Три белые стрелки высотомера минуют отметку 10 000 футов, задавая моей правой перчатке задание проделать еще одну, меньшую порцию физического труда в кабине. Сейчас перчатка набирает число 387 в треугольном окошечке на панели управления радиокомпаса. В наушниках — чуть слышные сигналы азбуки Морзе А-В — позывные радиомаяка Абвиль.
Абвиль. Двадцать лет тому назад абвильские ребята, летавшие на самолетах «Мессершмитт-109» с желтой спиралью пружины вокруг пушки на обтекателе винта, были лучшими военными летчиками Люфтваффе. Абвиль — это место, в которое надо было идти, если ищешь драки, и которое надо было обходить, если у тебя вместо пулеметных патронов брезентовые мешки. Абвиль на одной стороне Ла-Манша, Тангмер и Биггин-Хилл — на другой. «Мессершмитт» на одной стороне, «Спитфайр» на другой. А в хрустальном воздухе посредине — переплетение инверсионных следов и падающих шлейфов черного дыма.

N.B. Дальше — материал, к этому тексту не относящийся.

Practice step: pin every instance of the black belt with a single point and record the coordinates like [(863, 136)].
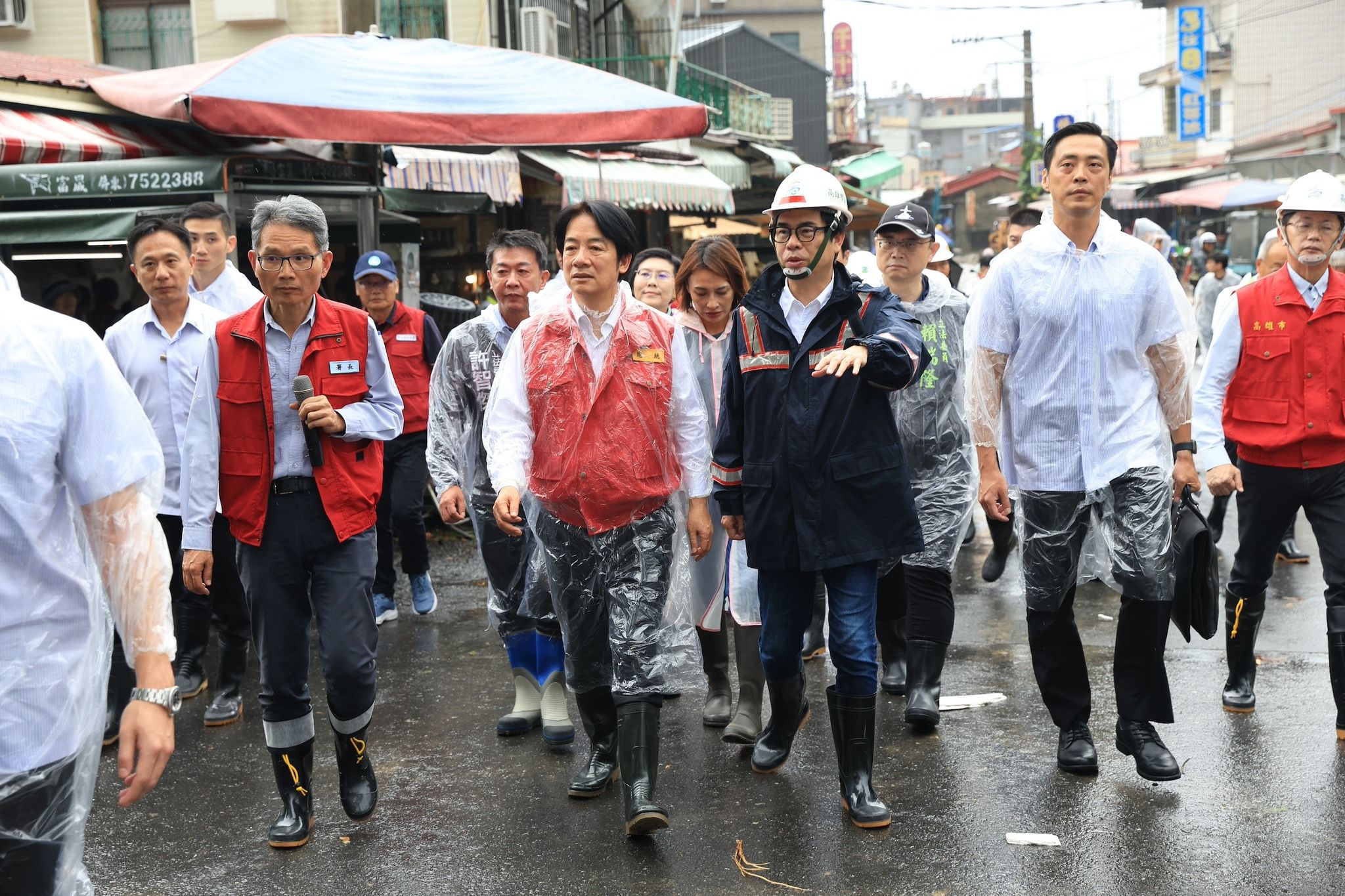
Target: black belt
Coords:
[(294, 485)]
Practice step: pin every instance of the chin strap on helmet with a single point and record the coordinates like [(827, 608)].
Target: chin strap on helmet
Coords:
[(803, 273)]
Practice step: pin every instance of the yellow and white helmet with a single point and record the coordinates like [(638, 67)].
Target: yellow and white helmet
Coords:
[(811, 187)]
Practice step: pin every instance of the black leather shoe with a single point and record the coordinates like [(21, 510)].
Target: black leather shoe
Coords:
[(789, 715), (1153, 761), (598, 714), (1242, 621), (358, 786), (852, 731), (294, 769), (1290, 553), (638, 747), (1076, 753)]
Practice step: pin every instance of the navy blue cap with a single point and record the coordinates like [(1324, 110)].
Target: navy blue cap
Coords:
[(376, 263)]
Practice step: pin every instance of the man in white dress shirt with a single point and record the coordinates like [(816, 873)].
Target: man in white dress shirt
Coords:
[(215, 281), (596, 412), (158, 349), (1271, 386), (1083, 337), (81, 477)]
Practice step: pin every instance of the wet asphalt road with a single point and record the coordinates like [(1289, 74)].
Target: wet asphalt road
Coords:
[(1261, 807)]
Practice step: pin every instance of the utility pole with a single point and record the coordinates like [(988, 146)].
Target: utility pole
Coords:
[(1029, 119)]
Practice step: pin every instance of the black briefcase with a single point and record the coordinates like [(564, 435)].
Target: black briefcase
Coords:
[(1196, 595)]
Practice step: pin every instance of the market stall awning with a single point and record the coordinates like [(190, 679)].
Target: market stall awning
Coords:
[(870, 169), (456, 172), (635, 183), (1225, 194), (374, 89), (32, 137)]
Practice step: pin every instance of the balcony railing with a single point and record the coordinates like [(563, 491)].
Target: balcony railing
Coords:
[(734, 105)]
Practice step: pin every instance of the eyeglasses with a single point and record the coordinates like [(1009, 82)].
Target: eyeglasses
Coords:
[(904, 246), (806, 233), (276, 263), (1327, 228)]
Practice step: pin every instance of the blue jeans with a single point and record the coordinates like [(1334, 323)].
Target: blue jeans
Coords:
[(787, 609)]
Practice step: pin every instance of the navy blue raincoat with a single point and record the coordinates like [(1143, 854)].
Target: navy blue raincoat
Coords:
[(816, 467)]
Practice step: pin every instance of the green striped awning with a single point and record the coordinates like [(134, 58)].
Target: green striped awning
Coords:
[(636, 183)]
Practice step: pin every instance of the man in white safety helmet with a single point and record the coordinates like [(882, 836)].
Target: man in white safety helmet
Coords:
[(808, 469), (1271, 385)]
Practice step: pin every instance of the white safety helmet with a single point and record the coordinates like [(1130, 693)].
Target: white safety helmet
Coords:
[(811, 187)]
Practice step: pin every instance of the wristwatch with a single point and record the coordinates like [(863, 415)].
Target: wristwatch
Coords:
[(1183, 446), (167, 698)]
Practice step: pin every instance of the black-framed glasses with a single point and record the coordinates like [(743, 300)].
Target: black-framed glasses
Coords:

Единственное, что разделяет меня и желтоносый «Me-109» — это небольшой поворот реки, зовущейся время. Волны прибоя на песке Кале. Шепот ветра над шахматной доской Европы. Быстрый бег часовой стрелки. И вот тот же воздух, то же море, та же часовая стрелка, та же река времени. Но «мессершмиттов» нет. И величественных «спитфайров». Если бы мой самолет сегодня пронес меня не вдоль реки, а срезал бы по прямой ее поворот, мир показался бы таким же, как и сегодня. И в том же воздухе еще раньше «мессершмиттов» и «спитфайров», в таком же, но в другом объеме старого воздуха, с запада идут и попадают в луч прожектора над Ле-Бурже «лате» и «лонли райан». А там, над притоками реки, все кружат стаи «ньюпоров», «пфальцев», «фоккеров», «сопвизов», «фарманов», «блерио», «райтов», дирижаблей Сантос-Дюмона, монгольфьеров, ястребов. А люди смотрели вверх с земли. На небо, точно такое же, как сегодня.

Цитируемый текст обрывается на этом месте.